On Wed, 2005-08-03 at 13:06 -0400, Kai Zhuang wrote:
> Hi,
> I ran a MD simulation, and i wanted to study the resulting structure's
> electrostatic potential map.  so to do this, parsed out the last frame
> as pdb with trjconv and then used PyMol's APBS plug-in with option to
> let PyMol generate Hydrogen and Terminies.  There's a PQR file
> generated but APBS complained that there's 89 atoms missing charges
> and calculation wasn't able to ran.  I went to PDB2PQR server and
> converted the pdb file to pqr file there.

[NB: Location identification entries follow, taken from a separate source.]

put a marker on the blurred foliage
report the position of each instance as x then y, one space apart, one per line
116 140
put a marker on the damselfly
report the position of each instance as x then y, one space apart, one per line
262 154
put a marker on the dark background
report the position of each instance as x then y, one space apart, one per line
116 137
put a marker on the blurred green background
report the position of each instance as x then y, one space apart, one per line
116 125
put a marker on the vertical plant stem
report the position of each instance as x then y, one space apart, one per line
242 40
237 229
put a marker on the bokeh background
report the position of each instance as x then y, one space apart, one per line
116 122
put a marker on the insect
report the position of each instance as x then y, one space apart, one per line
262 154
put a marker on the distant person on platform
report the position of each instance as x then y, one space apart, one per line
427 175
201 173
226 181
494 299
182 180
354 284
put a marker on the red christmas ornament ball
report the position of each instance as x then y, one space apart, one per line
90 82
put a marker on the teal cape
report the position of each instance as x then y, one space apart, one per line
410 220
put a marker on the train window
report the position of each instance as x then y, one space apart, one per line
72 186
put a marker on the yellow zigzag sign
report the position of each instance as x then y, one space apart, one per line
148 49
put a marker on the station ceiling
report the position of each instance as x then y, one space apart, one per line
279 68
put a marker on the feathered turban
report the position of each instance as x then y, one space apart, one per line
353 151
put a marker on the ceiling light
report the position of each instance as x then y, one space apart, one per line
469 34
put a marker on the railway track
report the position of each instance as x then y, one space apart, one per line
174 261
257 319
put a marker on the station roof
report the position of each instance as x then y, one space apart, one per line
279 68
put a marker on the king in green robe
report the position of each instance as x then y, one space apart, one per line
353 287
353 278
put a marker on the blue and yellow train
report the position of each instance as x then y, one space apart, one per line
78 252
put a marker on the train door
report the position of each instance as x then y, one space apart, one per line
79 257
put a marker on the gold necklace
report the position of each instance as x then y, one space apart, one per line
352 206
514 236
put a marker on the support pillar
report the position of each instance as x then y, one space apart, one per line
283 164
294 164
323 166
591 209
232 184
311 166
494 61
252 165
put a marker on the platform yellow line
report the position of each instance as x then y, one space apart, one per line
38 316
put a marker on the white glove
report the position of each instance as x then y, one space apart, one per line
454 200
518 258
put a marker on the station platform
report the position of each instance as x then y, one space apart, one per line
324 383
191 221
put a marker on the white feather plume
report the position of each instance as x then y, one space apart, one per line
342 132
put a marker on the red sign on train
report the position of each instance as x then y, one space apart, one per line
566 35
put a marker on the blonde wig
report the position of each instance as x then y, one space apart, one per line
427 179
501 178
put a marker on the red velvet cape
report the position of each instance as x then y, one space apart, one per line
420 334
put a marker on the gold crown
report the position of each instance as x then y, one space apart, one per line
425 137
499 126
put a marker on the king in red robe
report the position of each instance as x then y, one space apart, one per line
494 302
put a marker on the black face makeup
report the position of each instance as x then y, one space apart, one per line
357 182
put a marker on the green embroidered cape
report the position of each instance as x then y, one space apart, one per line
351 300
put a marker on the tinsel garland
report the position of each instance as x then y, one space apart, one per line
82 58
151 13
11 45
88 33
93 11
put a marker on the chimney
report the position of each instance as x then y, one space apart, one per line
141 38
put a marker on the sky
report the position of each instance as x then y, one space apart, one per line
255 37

> When i loaded it in APBS, nothing happened and eventually it told me
> to load another PQR file.
> am i missing something here?  i'm guessing PDB2PQR doesn't generate a
> good pqr file in this case.  Maybe it's because it's designed for
> processing AMBER file not gromacs?

You can try editconf with two options -mead or -grasp (maybe you need
CVS code)
> any ideas?
> thanks in advance
David van der Spoel, PhD, Assoc. Prof., Molecular Biophysics group,
Dept. of Cell and Molecular Biology, Uppsala University.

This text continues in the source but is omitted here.